By Arne Sjostedt

Imagine that a love child between Rove McManus and Samuel Beckett devised and starred in a weekly, web based variety show. Then take that image, and consider what devoting a show to getting to know the Broadway musical performer and sister of tennis star Nick Kyrgios would look like.
Sound like an unusual recipe for attention pulling, unique content? If your answer is yes, then imagine no longer – and watch Episode 7 of The World From Here with Chris Endrey.
Commissioned by the Canberra Theatre Centre for CTC@Home, providing crazy cool local content during the pandemic shutdown - The World from Here is a highly effective platform for mercurial comic and musician Chris Endrey to take viewers into some intelligent comedic and sociological territory.
The man behind local song contest Canbeurovision, “People are generally hungry for the reward of content that is created through our own shared experience. And I think we are pretty under represented for that sort of stuff,” Endrey says.
With the format proving highly successful, drawing in over 16,000 streams across seven episodes, this is yet another example of how creativity and technology has triumphed to provide highly effective content for people in the COVID-19 environment.
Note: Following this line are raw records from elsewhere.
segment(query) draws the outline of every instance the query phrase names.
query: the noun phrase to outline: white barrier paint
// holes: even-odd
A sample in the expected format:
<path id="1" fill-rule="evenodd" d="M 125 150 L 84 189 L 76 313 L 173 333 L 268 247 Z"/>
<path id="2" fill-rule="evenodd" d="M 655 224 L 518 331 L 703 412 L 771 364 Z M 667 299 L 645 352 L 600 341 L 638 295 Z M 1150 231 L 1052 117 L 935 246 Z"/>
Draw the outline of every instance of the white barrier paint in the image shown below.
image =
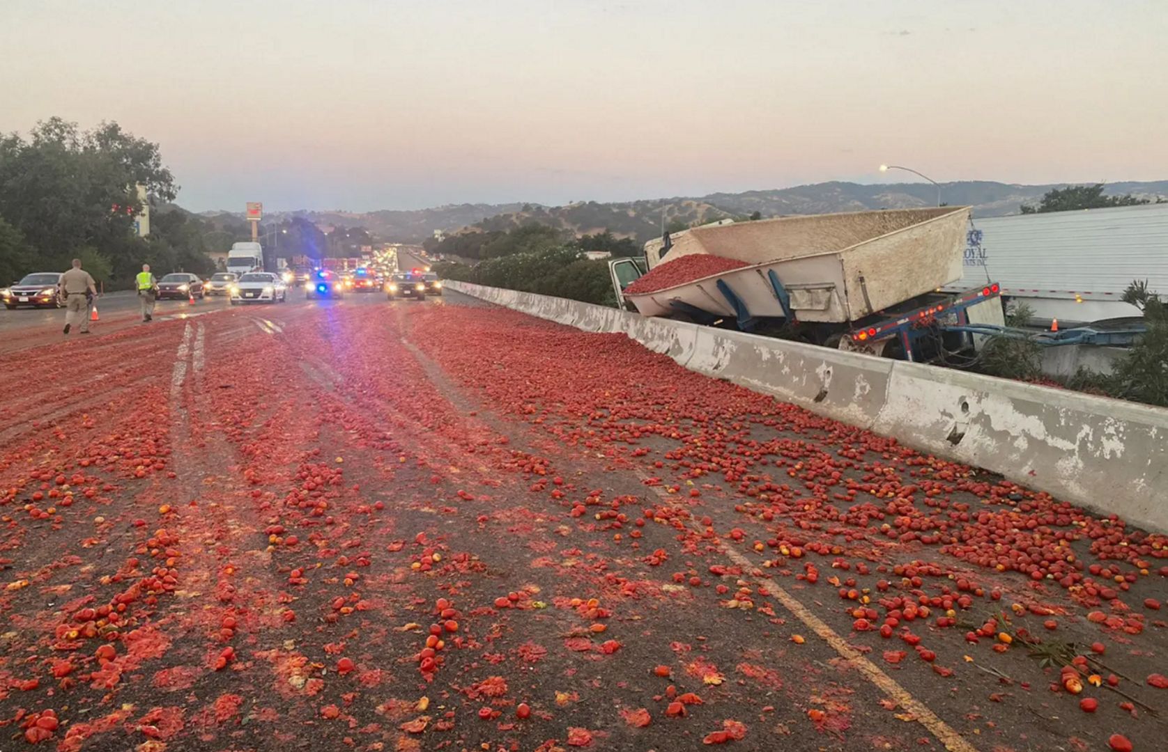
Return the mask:
<path id="1" fill-rule="evenodd" d="M 446 285 L 586 332 L 626 334 L 701 374 L 1168 530 L 1168 410 L 562 298 Z"/>

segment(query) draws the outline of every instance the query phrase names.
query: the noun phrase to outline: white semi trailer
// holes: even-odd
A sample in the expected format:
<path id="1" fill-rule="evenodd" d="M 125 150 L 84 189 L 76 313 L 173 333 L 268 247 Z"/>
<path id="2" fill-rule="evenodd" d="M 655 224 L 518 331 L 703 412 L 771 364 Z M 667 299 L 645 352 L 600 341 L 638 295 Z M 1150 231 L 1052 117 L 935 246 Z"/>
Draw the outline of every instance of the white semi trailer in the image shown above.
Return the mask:
<path id="1" fill-rule="evenodd" d="M 1142 315 L 1120 298 L 1134 281 L 1168 294 L 1168 203 L 974 218 L 955 291 L 996 280 L 1031 323 L 1061 327 Z"/>
<path id="2" fill-rule="evenodd" d="M 946 327 L 1004 323 L 995 281 L 941 290 L 961 278 L 968 229 L 968 207 L 716 223 L 651 241 L 644 259 L 614 259 L 610 271 L 620 304 L 642 315 L 759 333 L 778 327 L 826 347 L 934 360 L 975 344 Z M 626 292 L 646 269 L 695 253 L 744 265 Z"/>

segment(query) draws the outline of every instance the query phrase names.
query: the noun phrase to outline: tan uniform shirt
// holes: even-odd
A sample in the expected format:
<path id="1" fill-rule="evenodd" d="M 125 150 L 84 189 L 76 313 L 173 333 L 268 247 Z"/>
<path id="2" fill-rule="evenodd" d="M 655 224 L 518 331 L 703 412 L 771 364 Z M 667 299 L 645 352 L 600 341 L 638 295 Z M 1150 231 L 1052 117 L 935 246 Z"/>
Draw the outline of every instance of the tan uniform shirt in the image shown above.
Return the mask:
<path id="1" fill-rule="evenodd" d="M 65 294 L 85 292 L 90 287 L 96 287 L 93 278 L 84 269 L 70 269 L 61 276 L 61 288 Z"/>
And the best thing is, if you missed a show – all of them are available on the Canberra Theatre Centre’s Facebook page.
Giving airtime to the unique perspectives of people scattered about our humble town – the moments of gold that Endrey and his team have created with this series are many, and well worth taking the time to sift through.
“So much of entertainment can be about the performer themselves or about celebrity culture or just pure entertainment. Which are all completely valid things to have but I think I’m personally more interested in the opportunity that performers or artistic exchange has to be nourishing and have those transformative elements that I hope to draw out for people,” says Endrey.
However he is well aware of the risks this brings.
“I was exploring the idea that if something was interesting to me, that it would be at least interesting to some other people. But that’s a risk because I’m exploring things that I think are explicitly not in the public sphere typically,” he explains.
“The thing with doing content that is not just entertainment first is that sometimes it’s not entertaining. But as a result I get a lot of surprising feedback where people tell me that something is really interesting or significant to them.”
Take, for example, Episode 6, where Endrey lifts walkabout Indigenous didgeridoo player Roy Peterson out of Civic Square and puts him on the Canberra Theatre stage.
Watch and listen as Endrey allows Peterson to completely take over the viewer’s attention. A counter point to contemporary media’s often short attention span, it is entertaining, but goes beyond that into a profoundly engaging and personal study of connected, Indigenous spirituality.
With the creative fluidity offered Endrey by the Canberra Theatre Centre and the digital format he is creating in, he is also able to move from this kind of serious work, and shift gears into presenting more light-hearted, but in no way less captivating content.
Like having Halimah Kyrgios interview him while he played her brother Nick, in a mock post-game press conference.
Bracketed with performances by local musicians, it all makes for some must see viewing, and pushes forward a commitment to an intelligent investigation of culture, offered back as work that people actually want to consume.
Which the show’s popularity appears to have validated.
In a sold out opportunity for fans to see the show live, the Canberra Theatre Centre will open up its doors for the first time since lockdown, hosting The World from Here, with Chris Endrey in its Link Bar tonight, Friday 7 August. The show will also, of course, be live streamed from 8pm.
"We can’t wait to welcome Canberrans back to see their favourite local bands and are looking forward to announcing more in the Link Bar and in our theatre spaces in the coming weeks,” said Canberra Theatre Centre Director Alex Budd.